AdminMenu::addChildren('settings', [
    [
        'label' => _('Store Settings'),
        'url'   => 'index.php?page=settings&tab=store',
    ],
    [
        'label' => _('API Configuration'),
        'url'   => 'index.php?page=settings&tab=api',
    ]
]);
lightbulb
TipParent IDs: Common core parent IDs include posts, pages, users, settings, themes, modules, permissions, comments, and media.

🔄 Removing Core Menu Items

You can remove any core menu item using its id. This is useful for building specialized or restricted admin panels.

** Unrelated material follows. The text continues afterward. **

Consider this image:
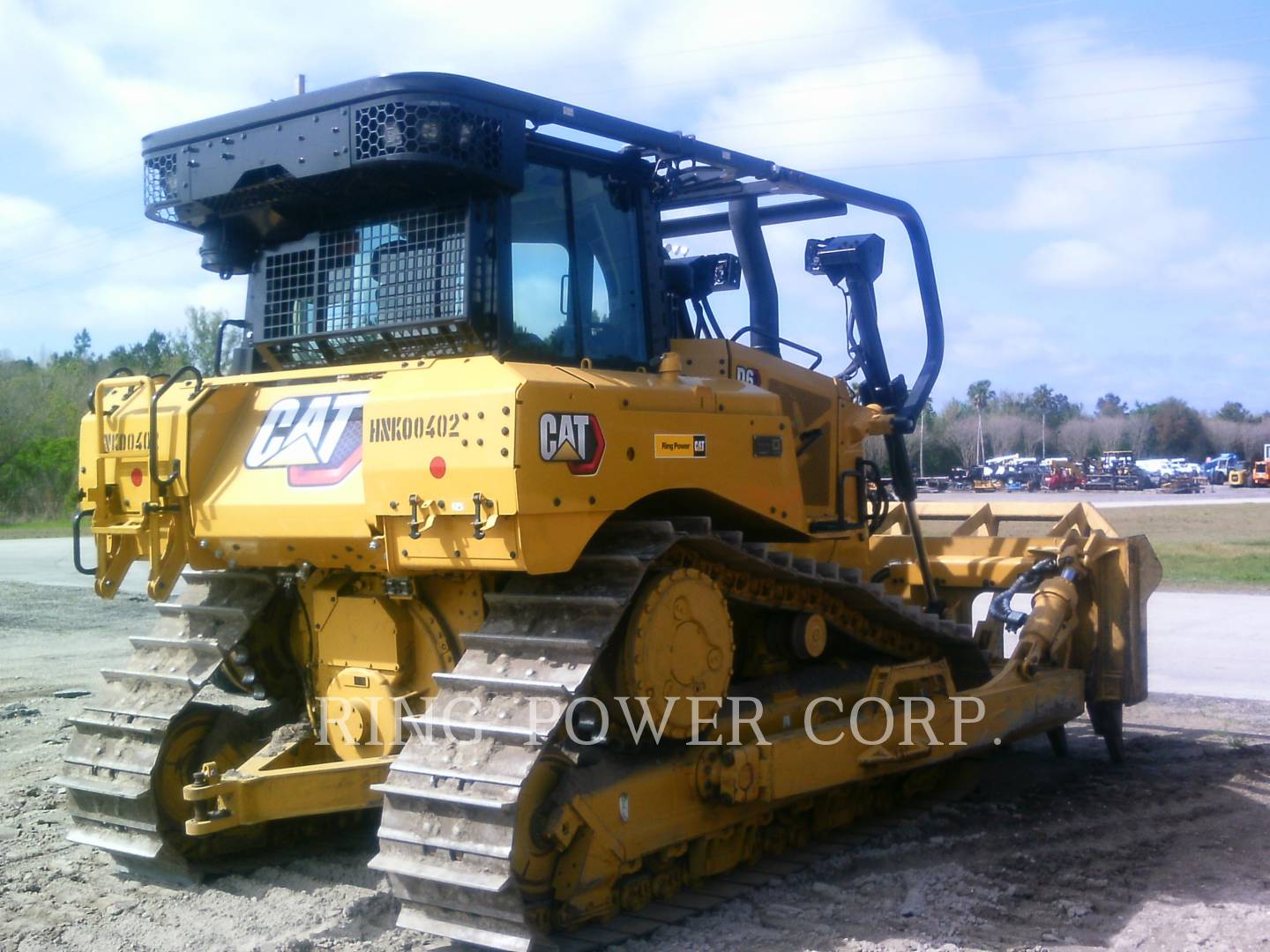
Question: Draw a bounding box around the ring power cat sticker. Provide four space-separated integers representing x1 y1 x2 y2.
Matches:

// Remove core items your custom installation does not need
AdminMenu::remove('comments');    // Remove Comments from sidebar
AdminMenu::remove('permissions'); // Remove ACL Manager link
warning
CautionRemoving core items may confuse users who expect standard navigation. Only do this if your module or client installation explicitly requires a simplified interface.

🔢 Controlling Order

All core items use order values that are multiples of 10. Use values between them to inject items precisely:

order: 10  → Posts
order: 15  → 📌 My Custom Item  ← injected between Posts and Pages
order: 20  → Pages
order: 30  → Comments
AdminMenu::add([
    'id'    => 'newsletter',
    'label' => _('Newsletter'),
    'icon'  => 'bi bi-envelope-paper',
    'url'   => 'index.php?page=mods&mod=newsletter',
    'position' => 'main',
    'order' => 15,   // Appears between Posts (10) and Pages (20)
]);

🧩 Using Access Control

The access key controls which user levels can see the menu item. It uses the same numeric role system as User::access():

Value Role
0 Administrator
1 Supervisor
2 Editor
3 Author
4 Contributor
5 VIP Member
6 General Member
// Only administrators see this item
AdminMenu::add([
    ...
    'access' => 0,
]);

// Authors and above
AdminMenu::add([
    ...
    'access' => 3,
]);

Child items can also have their own access level, which overrides the parent:

'children' => [
    ['label' => 'Public Stats',  'url' => '...', 'access' => 4], // Authors+
    ['label' => 'Private Stats', 'url' => '...', 'access' => 0], // Admin only
],

🔌 Using the init Hook (Advanced)

For items that depend on runtime conditions (e.g., feature flags or options), you can defer registration to the init hook:

// inc/mod/my_module/function.php

Hooks::attach('init', function() {
    if (Options::v('my_module_premium') === 'on') {
        AdminMenu::add([
            'id'       => 'my_module_premium',
            'label'    => _('Premium Features'),
            'icon'     => 'bi bi-star-fill',
            'url'      => 'index.php?page=mods&mod=my_module&tab=premium',
            'position' => 'external',
            'order'    => 30,
        ]);
    }
});
priority_high
ImportantThe init hook fires before new AdminMenu(), so items registered via init are available when the core menu is being built.

📋 Complete Reference

Method Description
AdminMenu::add(array $item) Register a new menu item.
AdminMenu::remove(string $id) Unregister a menu item by ID.
AdminMenu::getItems(?string $pos) Get sorted array of items, optionally filtered by position.
AdminMenu::renderSidebar(?string $pos) Output sidebar <li> HTML for given position.
AdminMenu::renderTopNav(?string $pos) Output top navbar <li> HTML for given position.